- Born: Alejandro de Cañedo 26 December 1902 Mexico City, Mexico
- Died: 1 February 1978 (aged 75) West Hollywood, California, U.S.
- Education: École des Beaux-Arts
- Occupation: Artist

= Alexander Cañedo =

Mexican-American painter (1902–1978)

Alexander Cañedo (December 26, 1902 – February 1, 1978) was a Mexican-American artist who was part of the surrealism and magic realism art movements of the mid-20th century.

==Biography==

Cañedo was born in Mexico City as Alejandro de Cañedo; his father was a Mexican government official and his mother was from the United States. In 1918, when Cañedo was 15, his parents sent him to École nationale supérieure des Beaux-Arts in Paris where he studied under the sculptor Jean Magrou. In 1923, Cañedo traveled to Rome where he continued his art studies. In 1927, Cañedo briefly returned to Mexico. During that trip, the Mexican Government appointed him attaché to the Mexican Embassy in Rome.

In 1928, Cañedo held his first art exhibition with the Circolo Artistico in Rome, a collection of pencil drawings. More exhibitions followed in other cities in Europe. That same year, he traveled to the New York City where he exhibited widely. At this point, he began signing his work with just his last name; eventually, he also Anglicized his first name as "Alexander" and dropped the "de".

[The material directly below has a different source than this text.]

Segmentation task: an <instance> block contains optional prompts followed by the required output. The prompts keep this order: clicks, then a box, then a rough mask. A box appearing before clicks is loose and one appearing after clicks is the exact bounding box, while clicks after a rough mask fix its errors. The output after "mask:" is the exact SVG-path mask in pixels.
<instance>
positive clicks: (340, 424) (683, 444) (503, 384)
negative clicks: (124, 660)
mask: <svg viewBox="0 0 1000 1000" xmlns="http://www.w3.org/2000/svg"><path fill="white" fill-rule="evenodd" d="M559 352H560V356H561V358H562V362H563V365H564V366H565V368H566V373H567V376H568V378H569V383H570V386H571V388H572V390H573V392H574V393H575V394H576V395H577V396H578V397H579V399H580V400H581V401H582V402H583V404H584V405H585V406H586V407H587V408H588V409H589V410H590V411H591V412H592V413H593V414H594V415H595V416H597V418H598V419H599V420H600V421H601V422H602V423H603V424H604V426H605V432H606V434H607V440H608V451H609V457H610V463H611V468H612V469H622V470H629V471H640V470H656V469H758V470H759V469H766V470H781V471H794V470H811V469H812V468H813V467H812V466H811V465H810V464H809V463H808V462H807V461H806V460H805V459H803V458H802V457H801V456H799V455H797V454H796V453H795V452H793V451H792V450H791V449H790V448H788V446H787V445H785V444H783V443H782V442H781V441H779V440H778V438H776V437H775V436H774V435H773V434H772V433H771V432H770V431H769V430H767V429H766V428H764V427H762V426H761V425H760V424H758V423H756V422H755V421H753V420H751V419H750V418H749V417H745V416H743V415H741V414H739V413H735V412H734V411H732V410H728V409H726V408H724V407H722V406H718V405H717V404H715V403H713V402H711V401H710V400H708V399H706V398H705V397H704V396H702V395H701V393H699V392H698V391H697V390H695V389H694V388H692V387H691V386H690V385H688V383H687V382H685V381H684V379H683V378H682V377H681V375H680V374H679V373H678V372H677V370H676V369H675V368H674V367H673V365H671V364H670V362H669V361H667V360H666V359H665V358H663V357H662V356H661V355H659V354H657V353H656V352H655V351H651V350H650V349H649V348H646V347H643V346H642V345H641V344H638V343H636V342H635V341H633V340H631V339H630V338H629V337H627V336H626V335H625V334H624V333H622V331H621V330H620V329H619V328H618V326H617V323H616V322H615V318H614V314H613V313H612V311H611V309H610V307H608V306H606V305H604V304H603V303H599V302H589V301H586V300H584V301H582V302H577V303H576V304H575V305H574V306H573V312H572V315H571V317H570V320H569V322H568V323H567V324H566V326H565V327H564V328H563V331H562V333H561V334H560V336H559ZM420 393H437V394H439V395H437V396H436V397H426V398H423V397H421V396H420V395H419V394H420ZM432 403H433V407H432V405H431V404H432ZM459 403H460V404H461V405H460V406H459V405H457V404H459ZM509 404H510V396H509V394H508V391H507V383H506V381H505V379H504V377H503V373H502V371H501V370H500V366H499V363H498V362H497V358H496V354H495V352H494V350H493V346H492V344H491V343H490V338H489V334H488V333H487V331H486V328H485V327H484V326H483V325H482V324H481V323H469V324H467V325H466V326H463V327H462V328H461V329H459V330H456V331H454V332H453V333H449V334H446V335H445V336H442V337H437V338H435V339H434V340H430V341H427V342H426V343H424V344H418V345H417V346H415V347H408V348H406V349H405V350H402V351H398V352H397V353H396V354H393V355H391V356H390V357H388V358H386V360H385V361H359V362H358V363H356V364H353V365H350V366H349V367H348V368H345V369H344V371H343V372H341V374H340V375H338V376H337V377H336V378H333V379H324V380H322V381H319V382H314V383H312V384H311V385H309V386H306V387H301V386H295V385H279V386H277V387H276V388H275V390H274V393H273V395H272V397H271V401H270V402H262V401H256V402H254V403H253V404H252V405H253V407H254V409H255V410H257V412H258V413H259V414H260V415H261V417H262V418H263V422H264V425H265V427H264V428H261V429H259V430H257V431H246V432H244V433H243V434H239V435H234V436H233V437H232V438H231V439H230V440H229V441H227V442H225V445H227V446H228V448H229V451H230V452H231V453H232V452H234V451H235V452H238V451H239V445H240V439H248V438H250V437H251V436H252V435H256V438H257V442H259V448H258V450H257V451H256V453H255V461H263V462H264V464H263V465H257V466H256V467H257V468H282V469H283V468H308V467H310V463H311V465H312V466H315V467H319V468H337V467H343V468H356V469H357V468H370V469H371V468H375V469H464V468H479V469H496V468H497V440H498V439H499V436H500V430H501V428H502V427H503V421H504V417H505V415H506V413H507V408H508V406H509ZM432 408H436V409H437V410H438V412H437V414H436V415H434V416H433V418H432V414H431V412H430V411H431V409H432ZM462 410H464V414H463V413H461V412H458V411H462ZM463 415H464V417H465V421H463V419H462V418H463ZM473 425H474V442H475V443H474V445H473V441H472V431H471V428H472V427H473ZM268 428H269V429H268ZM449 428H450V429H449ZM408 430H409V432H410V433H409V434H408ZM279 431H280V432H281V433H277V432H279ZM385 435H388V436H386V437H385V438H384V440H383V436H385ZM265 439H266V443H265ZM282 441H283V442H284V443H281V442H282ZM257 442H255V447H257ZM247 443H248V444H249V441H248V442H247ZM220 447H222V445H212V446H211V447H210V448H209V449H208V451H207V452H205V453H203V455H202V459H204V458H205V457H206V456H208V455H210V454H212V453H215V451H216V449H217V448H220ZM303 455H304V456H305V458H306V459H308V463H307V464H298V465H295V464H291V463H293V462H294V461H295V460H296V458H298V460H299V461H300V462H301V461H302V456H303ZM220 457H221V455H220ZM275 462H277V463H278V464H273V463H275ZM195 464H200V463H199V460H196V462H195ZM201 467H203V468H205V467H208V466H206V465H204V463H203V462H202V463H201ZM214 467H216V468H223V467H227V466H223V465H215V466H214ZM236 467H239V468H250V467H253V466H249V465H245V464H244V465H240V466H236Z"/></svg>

Cañedo was commissioned in 1929 to illustrate the amatory novel Orientale: The Adventure of Therese Beauchamps by the French author Francis de Miomandre. The highly stylized Art Deco results were so successful that he retained Cañedo the following year to illustrate his next novel, The Love Life of Venus.

In 1932, Cañedo was invited to have a solo show of his pencil drawings at Walter P. Chrysler, Junior's newly opened Cheshire Gallery, located in the Chrysler Building. He also had a solo exhibition at the Argent Galleries, and participated in shows of the Art Students League of New York, of which he was an active member.

By the mid-1930s, Cañedo began exhibiting watercolors. These were shown at solo exhibitions at the Arthur U. Newton Galleries. He expanded to work in oil paint and in the early 1940s, such work was exhibited at the Arthur U. Newton Galleries and the Schneider-Gabriel Galleries of New York. Beginning in 1947 and over the next decade, he produced many illustrations for the covers of science fiction magazines such as Astounding.

Traveling west, Cañedo held a solo show at Gump's Gallery in San Francisco in 1949, the first of many exhibitions at Gump's. That year, he also exhibited at the first annual Art League of California faculty show. In 1950, Walter Foster published an art instruction book titled How Cañedo Draws the Figure; it remained in print for five years.

Cañedo permanently relocated to California, dividing his time between San Francisco and Los Angeles, with frequent painting trips to the Monterey area. His work tended to be formally similar, with nude figures set in improbable, alien or abstracted landscapes, or featured natural objects such as seashells floating in such settings. During this time, Cañedo also produced many overtly homoerotic artworks for private collectors which were too suggestive to be exhibited in galleries.

His work remained in demand throughout the 1960s, with solo exhibitions at the James Pendleton Gallery, Galleria Gianni, Raymond & Raymond Gallery and the Arcade Gallery in the Beverly Hills Hotel. His works are included in the permanent collection of the Leslie Lohman Gay Art Foundation.

Cañedo died in West Hollywood, California on February 1, 1978.